6 – Good start. The first test is only a small part of your grade – about 20 percent. However, I would love for you to get off to a great start. A good grade on this first test doesn’t ensure a life of wealth and happiness but I do think it tends to make the semester go well. I’ve probably already got your full attention but, if not, I’d urge you one last time to put in a good effort in getting ready. Students almost invariably do better if they do a good job on their first test of the semester. Everything gets easier after that.

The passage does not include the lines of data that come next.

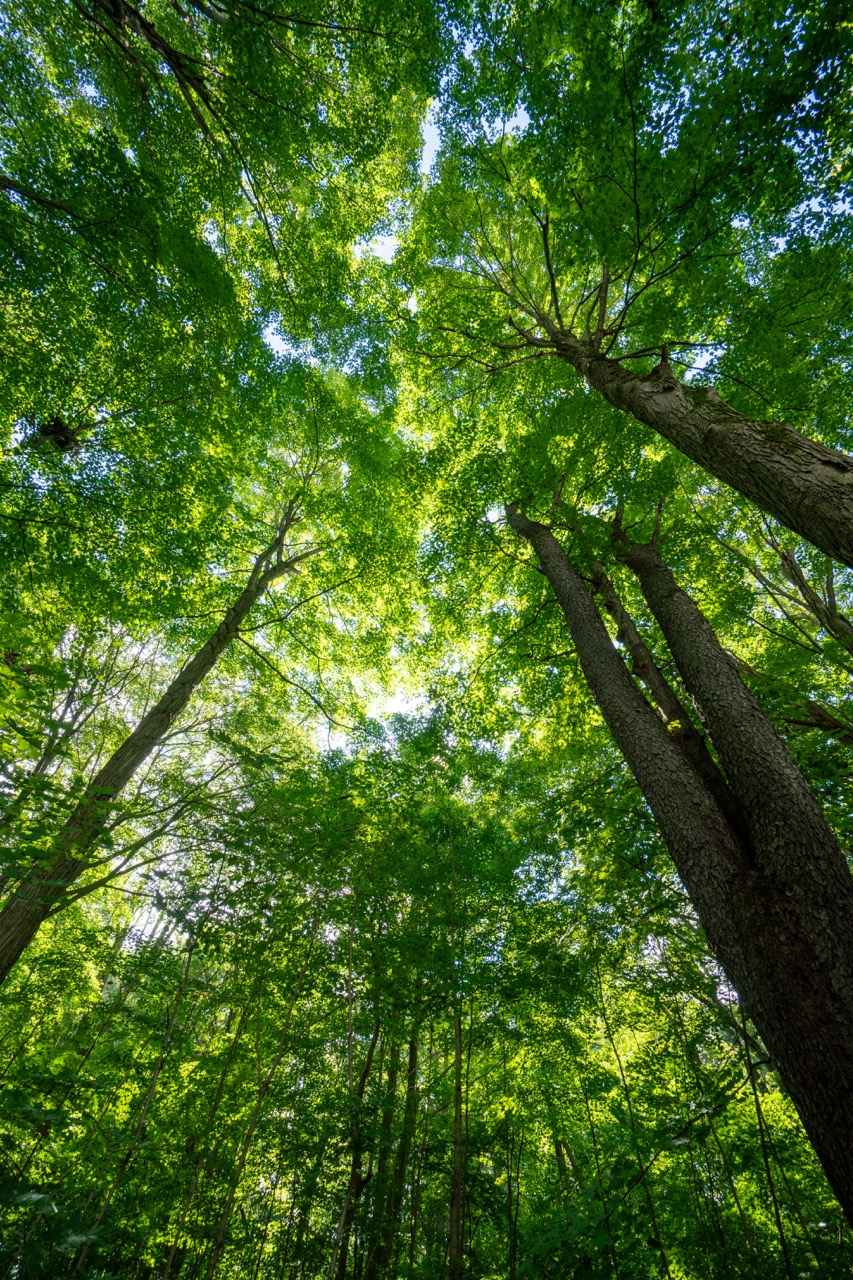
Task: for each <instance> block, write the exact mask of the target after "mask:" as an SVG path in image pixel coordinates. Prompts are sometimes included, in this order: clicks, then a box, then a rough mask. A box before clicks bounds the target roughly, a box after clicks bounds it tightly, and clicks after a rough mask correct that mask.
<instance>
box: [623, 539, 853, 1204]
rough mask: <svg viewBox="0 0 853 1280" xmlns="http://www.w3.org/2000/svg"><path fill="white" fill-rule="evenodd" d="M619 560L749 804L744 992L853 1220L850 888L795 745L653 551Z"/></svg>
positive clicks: (791, 1091)
mask: <svg viewBox="0 0 853 1280" xmlns="http://www.w3.org/2000/svg"><path fill="white" fill-rule="evenodd" d="M621 557H622V559H624V561H625V562H626V563H628V564H629V567H630V568H633V570H634V572H635V573H637V576H638V579H639V582H640V586H642V589H643V594H644V596H646V599H647V602H648V604H649V608H651V609H652V612H653V614H654V617H656V618H657V622H658V625H660V627H661V631H662V632H663V635H665V637H666V641H667V644H669V646H670V650H671V653H672V657H674V658H675V662H676V664H678V667H679V671H680V672H681V677H683V678H684V682H685V685H686V686H688V689H690V691H692V694H693V696H694V698H695V699H697V701H698V704H699V705H701V708H702V714H703V719H704V723H706V726H707V728H708V732H710V736H711V740H712V742H713V746H715V749H716V751H717V755H719V758H720V760H721V763H722V765H724V768H725V771H726V776H727V778H729V783H730V786H731V790H733V792H734V795H735V797H736V800H738V803H739V808H740V812H742V814H743V818H744V822H745V824H747V828H748V832H749V838H751V845H752V850H753V868H752V870H751V874H749V876H748V877H743V878H742V879H740V882H739V884H738V892H736V901H735V906H736V910H738V915H739V916H740V920H742V931H743V937H744V959H745V960H747V964H748V984H747V986H744V984H743V982H742V983H738V982H736V983H735V986H738V989H739V991H740V993H742V996H743V997H744V1000H745V1005H747V1009H748V1011H749V1015H751V1018H752V1019H753V1021H754V1023H756V1025H757V1027H758V1029H760V1032H761V1034H762V1038H763V1041H765V1043H766V1044H767V1048H768V1050H770V1052H771V1055H772V1057H774V1061H775V1064H776V1066H777V1068H779V1071H780V1074H781V1076H783V1079H784V1082H785V1084H786V1087H788V1089H789V1092H790V1094H792V1097H793V1100H794V1103H795V1106H797V1108H798V1111H799V1115H800V1117H802V1120H803V1124H804V1126H806V1130H807V1133H808V1135H809V1138H811V1140H812V1143H813V1146H815V1149H816V1151H817V1155H818V1157H820V1160H821V1162H822V1165H824V1167H825V1170H826V1172H827V1176H829V1179H830V1181H831V1183H833V1187H834V1189H835V1192H836V1194H838V1197H839V1199H840V1201H841V1203H843V1204H844V1207H845V1211H847V1212H848V1213H850V1212H852V1210H853V877H850V873H849V868H848V865H847V860H845V858H844V855H843V852H841V850H840V849H839V845H838V841H836V840H835V836H834V835H833V832H831V829H830V827H829V823H827V822H826V819H825V817H824V813H822V810H821V808H820V805H818V803H817V800H816V797H815V795H813V794H812V791H811V788H809V786H808V783H807V781H806V778H804V777H803V774H802V773H800V772H799V769H798V768H797V765H795V763H794V762H793V759H792V758H790V755H789V753H788V749H786V746H785V744H784V742H783V741H781V739H780V737H779V735H777V733H776V731H775V728H774V727H772V724H771V723H770V721H768V719H767V717H766V716H765V714H763V712H762V709H761V707H760V705H758V703H757V701H756V699H754V698H753V696H752V694H751V692H749V690H748V689H747V686H745V685H744V682H743V680H742V678H740V675H739V672H738V669H736V666H735V663H734V660H733V659H731V658H730V657H729V654H726V653H725V650H724V649H722V646H721V645H720V641H719V640H717V637H716V635H715V632H713V630H712V627H711V626H710V623H708V622H707V620H706V618H704V617H703V614H702V613H701V611H699V609H698V608H697V605H695V603H694V602H693V600H692V599H690V596H689V595H688V594H686V593H685V591H684V590H681V589H680V588H679V585H678V582H676V581H675V577H674V575H672V572H671V570H670V568H669V566H666V564H665V563H663V561H662V559H661V557H660V554H658V553H657V550H656V548H654V547H652V545H638V544H624V547H622V550H621Z"/></svg>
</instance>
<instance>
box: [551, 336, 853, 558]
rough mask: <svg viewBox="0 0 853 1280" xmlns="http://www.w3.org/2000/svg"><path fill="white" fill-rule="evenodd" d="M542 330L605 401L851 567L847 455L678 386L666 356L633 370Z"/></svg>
mask: <svg viewBox="0 0 853 1280" xmlns="http://www.w3.org/2000/svg"><path fill="white" fill-rule="evenodd" d="M543 323H544V321H543ZM547 328H548V329H549V340H548V342H547V343H546V342H542V343H540V344H542V346H547V347H551V348H552V349H553V351H556V352H557V355H558V356H561V357H562V358H564V360H566V361H567V362H569V364H570V365H571V366H573V369H575V370H576V371H578V372H579V374H580V375H581V378H584V379H585V380H587V381H588V383H589V385H590V387H592V388H594V390H597V392H599V393H601V396H603V397H605V399H606V401H607V402H608V403H610V404H613V406H615V407H616V408H620V410H624V411H625V412H626V413H630V415H631V417H635V419H637V420H638V421H639V422H644V424H646V426H651V428H652V430H653V431H657V434H658V435H662V436H663V439H666V440H669V442H670V444H674V445H675V448H676V449H679V451H680V452H681V453H684V454H686V457H688V458H692V460H693V461H694V462H698V463H699V466H701V467H704V470H706V471H710V472H711V475H715V476H716V477H717V480H722V481H724V483H725V484H727V485H731V488H733V489H735V490H736V492H738V493H740V494H743V495H744V498H749V499H751V500H752V502H754V503H756V504H757V506H758V507H761V509H762V511H766V512H768V515H771V516H775V517H776V520H779V521H781V524H783V525H786V526H788V527H789V529H793V530H794V532H795V534H800V535H802V536H803V538H807V539H808V540H809V543H813V545H815V547H818V548H820V549H821V550H822V552H826V554H827V556H833V557H834V558H835V559H839V561H841V562H843V563H844V564H853V457H850V456H849V454H847V453H841V452H840V451H838V449H830V448H827V447H826V445H825V444H818V443H817V442H816V440H811V439H809V438H808V436H806V435H800V433H799V431H795V430H794V428H793V426H790V425H789V424H788V422H767V421H758V420H754V419H749V417H745V416H744V415H743V413H739V412H738V411H736V410H734V408H731V406H730V404H726V403H725V401H722V399H721V398H720V396H719V394H717V393H716V392H715V390H712V389H711V390H708V389H707V388H701V387H689V385H684V384H681V383H678V381H676V380H675V378H674V376H672V372H671V370H670V369H669V364H667V362H666V361H663V362H662V364H661V365H658V370H657V372H654V374H651V375H649V374H646V375H643V374H639V375H638V374H631V372H630V371H629V370H628V369H625V367H624V366H622V365H621V364H620V362H619V361H617V360H607V358H606V357H605V356H601V355H598V353H597V352H596V351H594V347H593V344H592V343H589V342H583V340H580V339H579V338H575V337H574V335H573V334H569V333H564V332H562V330H560V329H557V328H556V326H555V325H553V324H552V323H548V324H547Z"/></svg>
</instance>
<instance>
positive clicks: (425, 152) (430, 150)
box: [420, 104, 441, 174]
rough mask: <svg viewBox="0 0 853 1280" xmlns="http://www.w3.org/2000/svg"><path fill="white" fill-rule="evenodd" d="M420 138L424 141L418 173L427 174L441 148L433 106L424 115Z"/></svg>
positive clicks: (420, 155)
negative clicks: (424, 116) (422, 149)
mask: <svg viewBox="0 0 853 1280" xmlns="http://www.w3.org/2000/svg"><path fill="white" fill-rule="evenodd" d="M420 136H421V138H423V140H424V147H423V150H421V152H420V172H421V173H423V174H428V173H429V172H430V169H432V168H433V164H434V161H435V156H437V155H438V148H439V146H441V136H439V132H438V111H437V110H435V105H434V104H433V106H430V109H429V111H428V113H427V119H425V120H424V123H423V125H421V129H420Z"/></svg>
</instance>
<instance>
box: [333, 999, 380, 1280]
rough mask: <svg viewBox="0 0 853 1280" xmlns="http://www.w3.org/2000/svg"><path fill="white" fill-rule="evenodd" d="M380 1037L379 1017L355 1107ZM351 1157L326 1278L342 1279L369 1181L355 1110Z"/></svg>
mask: <svg viewBox="0 0 853 1280" xmlns="http://www.w3.org/2000/svg"><path fill="white" fill-rule="evenodd" d="M378 1039H379V1019H378V1018H377V1020H375V1023H374V1025H373V1036H371V1037H370V1043H369V1046H368V1055H366V1057H365V1064H364V1068H362V1069H361V1075H360V1076H359V1084H357V1087H356V1094H355V1096H356V1106H360V1103H361V1102H362V1101H364V1092H365V1088H366V1085H368V1076H369V1075H370V1068H371V1066H373V1057H374V1053H375V1051H377V1042H378ZM351 1143H352V1157H351V1161H350V1180H348V1183H347V1189H346V1193H345V1197H343V1204H342V1207H341V1216H339V1219H338V1225H337V1229H336V1233H334V1240H333V1242H332V1254H330V1257H329V1268H328V1272H327V1276H328V1280H343V1277H345V1275H346V1270H347V1252H348V1244H350V1231H351V1229H352V1220H353V1217H355V1211H356V1208H357V1204H359V1201H360V1199H361V1196H362V1194H364V1189H365V1187H366V1185H368V1183H369V1181H370V1176H371V1175H370V1174H368V1175H366V1176H364V1174H362V1172H361V1170H362V1164H364V1146H365V1134H364V1124H362V1120H361V1116H360V1115H359V1114H357V1112H356V1116H355V1119H353V1121H352V1138H351Z"/></svg>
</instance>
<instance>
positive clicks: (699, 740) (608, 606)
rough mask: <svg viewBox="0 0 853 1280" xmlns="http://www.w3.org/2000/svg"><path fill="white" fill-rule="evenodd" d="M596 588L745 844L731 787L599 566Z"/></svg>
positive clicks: (656, 705)
mask: <svg viewBox="0 0 853 1280" xmlns="http://www.w3.org/2000/svg"><path fill="white" fill-rule="evenodd" d="M593 585H594V588H596V590H597V591H598V594H599V595H601V598H602V602H603V604H605V608H606V609H607V612H608V613H610V616H611V618H612V620H613V622H615V623H616V639H617V640H619V641H620V644H622V645H624V646H625V649H626V650H628V653H629V654H630V659H631V669H633V675H634V676H635V677H637V678H638V680H639V681H640V682H642V684H643V685H644V686H646V689H647V690H648V694H649V696H651V699H652V703H653V704H654V707H656V708H657V710H658V714H660V716H661V718H662V719H663V723H665V724H666V727H667V730H669V732H670V736H671V739H672V741H674V742H675V744H676V745H678V746H679V748H680V749H681V751H683V753H684V755H685V756H686V759H688V760H689V762H690V764H692V765H693V768H694V769H695V772H697V773H698V774H699V777H701V778H702V780H703V782H704V783H706V786H707V787H708V791H710V792H711V795H712V796H713V799H715V800H716V801H717V804H719V805H720V809H721V810H722V813H724V814H725V818H726V820H727V822H729V824H730V827H731V828H733V831H735V832H736V833H738V837H739V838H740V840H742V841H744V837H745V832H744V829H743V823H742V822H740V813H739V810H738V803H736V800H735V799H734V796H733V795H731V791H730V788H729V783H727V782H726V780H725V778H724V776H722V773H721V772H720V769H719V768H717V764H716V760H715V759H713V756H712V755H711V753H710V750H708V746H707V744H706V741H704V739H703V737H702V735H701V733H699V731H698V730H697V727H695V724H694V723H693V719H692V717H690V713H689V710H688V708H686V707H685V705H684V703H683V701H681V699H680V698H679V696H678V694H675V691H674V690H672V689H671V687H670V684H669V681H667V680H666V677H665V675H663V672H662V671H661V669H660V667H658V666H657V663H656V662H654V659H653V657H652V654H651V653H649V650H648V646H647V645H646V641H644V640H643V637H642V636H640V634H639V631H638V630H637V625H635V623H634V620H633V618H631V616H630V613H629V612H628V609H626V608H625V605H624V604H622V602H621V600H620V598H619V595H617V593H616V588H615V586H613V584H612V581H611V579H610V577H608V576H607V573H606V572H605V570H603V568H602V566H599V564H596V566H594V568H593Z"/></svg>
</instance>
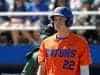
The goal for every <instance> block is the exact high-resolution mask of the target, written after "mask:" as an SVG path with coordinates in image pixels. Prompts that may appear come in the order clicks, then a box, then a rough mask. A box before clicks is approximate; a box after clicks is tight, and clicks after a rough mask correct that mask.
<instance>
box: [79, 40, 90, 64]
mask: <svg viewBox="0 0 100 75" xmlns="http://www.w3.org/2000/svg"><path fill="white" fill-rule="evenodd" d="M91 63H92V60H91V52H90V48H89V45H88V43H87V41H86V40H84V41H83V42H81V43H80V65H89V64H91Z"/></svg>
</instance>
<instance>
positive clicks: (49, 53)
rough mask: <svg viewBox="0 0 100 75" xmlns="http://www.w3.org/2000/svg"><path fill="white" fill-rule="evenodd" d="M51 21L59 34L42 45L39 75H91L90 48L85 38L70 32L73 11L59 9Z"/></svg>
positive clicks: (58, 33) (55, 10)
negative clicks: (89, 65)
mask: <svg viewBox="0 0 100 75" xmlns="http://www.w3.org/2000/svg"><path fill="white" fill-rule="evenodd" d="M51 19H52V21H53V24H54V27H55V29H56V30H57V33H55V34H54V35H52V36H50V37H48V38H47V39H45V40H44V41H43V42H42V43H41V46H40V50H39V55H38V61H39V63H40V67H39V70H38V75H89V64H90V63H91V58H90V52H89V47H88V44H87V42H86V40H85V39H84V38H82V37H80V36H78V35H76V34H74V33H73V32H71V31H70V30H69V27H70V26H71V25H72V24H73V15H72V12H71V10H70V9H69V8H66V7H57V8H56V9H55V10H54V13H53V15H52V17H51Z"/></svg>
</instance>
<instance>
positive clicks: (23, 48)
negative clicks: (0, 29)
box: [0, 45, 32, 64]
mask: <svg viewBox="0 0 100 75" xmlns="http://www.w3.org/2000/svg"><path fill="white" fill-rule="evenodd" d="M31 46H32V45H16V46H15V45H8V46H3V45H0V64H24V63H25V62H26V57H25V55H26V53H27V52H29V50H31V49H30V48H31Z"/></svg>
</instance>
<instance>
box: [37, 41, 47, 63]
mask: <svg viewBox="0 0 100 75" xmlns="http://www.w3.org/2000/svg"><path fill="white" fill-rule="evenodd" d="M45 57H46V49H45V46H44V43H43V42H42V43H41V45H40V49H39V54H38V63H40V64H41V63H42V62H44V61H45Z"/></svg>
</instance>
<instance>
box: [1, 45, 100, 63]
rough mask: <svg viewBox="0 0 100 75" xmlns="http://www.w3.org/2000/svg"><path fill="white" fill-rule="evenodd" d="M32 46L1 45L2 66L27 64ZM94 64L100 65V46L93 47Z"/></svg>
mask: <svg viewBox="0 0 100 75" xmlns="http://www.w3.org/2000/svg"><path fill="white" fill-rule="evenodd" d="M31 47H32V45H16V46H15V45H8V46H3V45H0V64H25V62H26V57H25V55H26V53H27V52H29V51H30V50H31ZM91 52H92V59H93V63H94V64H100V45H91Z"/></svg>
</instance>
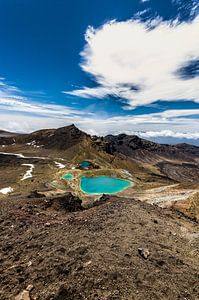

7 – Office hours. There is a famous line from the Watergate hearings back in the 1970s. When someone asked one of the attorneys for a witness why he was raising so many objections, he responded "Well, sir, I'm not a potted plant. I'm here as the lawyer. That's my job." So, if you ask, why do I spend 6-8 hours in my office each and every week, the answer is – Well, I’m not there as a potted plant. I’m your teacher. That’s my job. In other words, make good use of me as a resource. I didn’t get into teaching because I didn’t want you to learn. I got into teaching because I genuinely like young people and enjoy seeing them come to learn and understand the material we cover. Some students make great use of my office hours. Others wouldn’t walk into my office if they were bleeding to death. That’s dumb. You (or someone else) is paying a lot of money for your education. I have a lot of office hours. Come in and ask questions. Make use of me. I am not a potted plant. It is my job.

8 – Fair. As you are reading each question, I think it is helpful to realize that I am trying to be fair. There is no reason for me to ask you a question that you cannot figure out. That doesn’t prove anything. If you have done the work that I have asked, I think you have a wonderful shot at getting every question correct. I think that is fair. If you have not done the work that I have asked or if you’ve not been able to learn the material for whatever reason, I think you have a wonderful shot at missing every question. That is the purpose of a test – to allow me to see what you have learned and understand. I will never ask you a question that I don’t think you can answer if you have attended class and done the work. I am not sadistic; I’m just trying to figure out what you know.

9 – The first test is not life or death. Obviously, it is nice if you do well on this first test. But, I don’t want you to put a huge amount of pressure on yourself. Study as much as you can, come by and see me if I can help, stay calm, think about the questions. However, after it is over, walk away and—for the time being—forget about it completely. It is just one test in one course in a long life of education. Some students put so much pressure on themselves that it is hard to keep things in perspective. If you don’t do well on this first test, then you and I can sit down and plot out a good strategy to do better on the next test.

10 – Have confidence. In life, whether you are shooting a basketball or putting a golf ball or taking a test, things go better if you believe in yourself. You are bright folks—you made it through high school, you made it through other courses at this school, you’ve been working in my class for weeks. We've worked hard; you've done well. You are more than bright enough to do well on this test. I believe in you and you should believe in yourself. You have a wonderful mind. That mind is more than capable of answering any question that I might throw at you in this course. Don’t come in expecting the worst. Come in with a belief that you’ve done the work and you have the ability to take on the challenge of this test.

Good luck – absolutely nothing will please me more than giving 100 percent A’s. You CAN do it!!!